As your kitten gets older and uses the litter box consistently, you can scoop daily instead of every time your kitten uses it.

Every so often, empty all the litter from the boxes, clean the boxes, and fill them with clean litter. There will usually be a recommendation on the label of how frequently to change the litter for non-scoop litters.

Litters used by clumping cats only need to be changed out every week or couple of weeks, depending on how many cats are using them. 

What To Do If Your Kitten Won’t Use The Litter Box

Try these steps if your kitten is having trouble with litter box training and peeing outside the box:

1. Evaluate your litter box setup carefully.
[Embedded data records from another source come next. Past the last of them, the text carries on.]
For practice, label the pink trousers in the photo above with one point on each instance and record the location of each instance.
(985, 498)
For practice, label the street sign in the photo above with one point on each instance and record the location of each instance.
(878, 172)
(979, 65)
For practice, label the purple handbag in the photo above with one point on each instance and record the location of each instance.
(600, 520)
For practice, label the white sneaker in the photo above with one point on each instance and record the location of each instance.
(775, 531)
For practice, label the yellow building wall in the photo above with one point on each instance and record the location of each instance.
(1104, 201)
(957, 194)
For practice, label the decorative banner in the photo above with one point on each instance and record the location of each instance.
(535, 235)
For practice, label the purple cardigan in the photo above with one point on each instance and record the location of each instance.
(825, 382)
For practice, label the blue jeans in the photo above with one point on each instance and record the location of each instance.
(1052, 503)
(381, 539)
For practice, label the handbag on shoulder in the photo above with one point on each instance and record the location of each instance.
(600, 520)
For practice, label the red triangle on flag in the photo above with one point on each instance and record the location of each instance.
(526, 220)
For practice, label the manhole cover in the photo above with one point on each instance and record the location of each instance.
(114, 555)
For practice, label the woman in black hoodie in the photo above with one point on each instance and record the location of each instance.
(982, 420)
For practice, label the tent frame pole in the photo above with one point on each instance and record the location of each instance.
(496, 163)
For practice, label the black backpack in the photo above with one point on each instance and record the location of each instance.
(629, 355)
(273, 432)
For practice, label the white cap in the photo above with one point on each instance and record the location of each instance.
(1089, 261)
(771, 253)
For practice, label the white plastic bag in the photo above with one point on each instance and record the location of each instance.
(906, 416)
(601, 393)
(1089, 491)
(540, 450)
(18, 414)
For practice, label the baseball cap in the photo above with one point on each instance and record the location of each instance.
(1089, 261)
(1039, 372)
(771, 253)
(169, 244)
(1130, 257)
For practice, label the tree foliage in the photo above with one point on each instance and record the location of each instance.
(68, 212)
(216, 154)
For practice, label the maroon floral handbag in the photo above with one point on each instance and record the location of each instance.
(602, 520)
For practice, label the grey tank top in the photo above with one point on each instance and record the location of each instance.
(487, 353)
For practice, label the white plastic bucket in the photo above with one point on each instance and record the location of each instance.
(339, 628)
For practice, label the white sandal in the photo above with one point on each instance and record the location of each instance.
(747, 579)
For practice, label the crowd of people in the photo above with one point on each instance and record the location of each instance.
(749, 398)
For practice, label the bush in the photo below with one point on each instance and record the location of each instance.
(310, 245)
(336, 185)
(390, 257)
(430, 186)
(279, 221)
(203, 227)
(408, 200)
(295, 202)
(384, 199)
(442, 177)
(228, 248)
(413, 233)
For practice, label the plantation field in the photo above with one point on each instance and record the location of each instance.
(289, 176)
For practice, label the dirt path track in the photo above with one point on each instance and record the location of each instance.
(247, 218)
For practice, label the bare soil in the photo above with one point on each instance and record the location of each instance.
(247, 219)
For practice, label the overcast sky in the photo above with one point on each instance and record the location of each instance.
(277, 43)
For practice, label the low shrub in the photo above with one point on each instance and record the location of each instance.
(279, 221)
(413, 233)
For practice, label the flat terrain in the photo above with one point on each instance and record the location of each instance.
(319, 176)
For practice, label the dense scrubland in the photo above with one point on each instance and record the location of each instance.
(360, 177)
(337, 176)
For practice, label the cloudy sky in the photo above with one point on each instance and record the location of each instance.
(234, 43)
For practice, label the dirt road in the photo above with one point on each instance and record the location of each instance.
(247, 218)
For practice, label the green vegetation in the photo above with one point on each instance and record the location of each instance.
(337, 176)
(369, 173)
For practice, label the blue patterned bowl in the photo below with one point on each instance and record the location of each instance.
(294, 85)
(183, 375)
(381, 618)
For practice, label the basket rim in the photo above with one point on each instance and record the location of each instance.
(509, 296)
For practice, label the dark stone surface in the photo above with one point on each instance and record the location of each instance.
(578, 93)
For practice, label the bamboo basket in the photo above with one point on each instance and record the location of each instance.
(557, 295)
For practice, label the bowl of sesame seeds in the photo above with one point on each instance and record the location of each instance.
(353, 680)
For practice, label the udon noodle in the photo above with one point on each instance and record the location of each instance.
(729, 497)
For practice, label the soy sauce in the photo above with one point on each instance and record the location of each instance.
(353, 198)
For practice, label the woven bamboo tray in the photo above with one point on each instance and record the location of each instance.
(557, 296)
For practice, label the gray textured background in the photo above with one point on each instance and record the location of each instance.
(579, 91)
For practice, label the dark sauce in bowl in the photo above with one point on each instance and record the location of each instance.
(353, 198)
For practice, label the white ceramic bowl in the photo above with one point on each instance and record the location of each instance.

Each kitten has slightly different preferences. Make sure that the litter boxes:

  • Easily accessible 
  • Are located in quiet spots
  • Are not hidden in a corner 
  • Are not being guarded by other cats

2. Change the litter box or type of litter. You may wish to get a new box (covered versus uncovered, or one with low sides) and place it nearby to see if your kitten prefers it. You can also keep the same box and only change the type of litter to determine if it’s the box or the litter.

3. Replace all litter more often and scoop more often.

4. Place pheromone diffusers close to the litter box. This will help relieve stress and make your kitten more comfortable. The diffusers, when placed in the room with the litter box, make kittens feel as if their territory has been marked.

5. You should take your kitten to the vet to check for parasites, urinary tract infections, and other conditions that could cause inappropriate elimination. Although rare, these conditions should not be overlooked. 

Additionally, your veterinarian can help you troubleshoot litter box issues with your kitten. Most importantly, be patient! When you love, support, and pay attention to your kitten, it will learn these habits over time.

In Summary 

We hope this guide has helped you understand more about the process of litter training your kitten. Now, all that’s left to say is – good luck!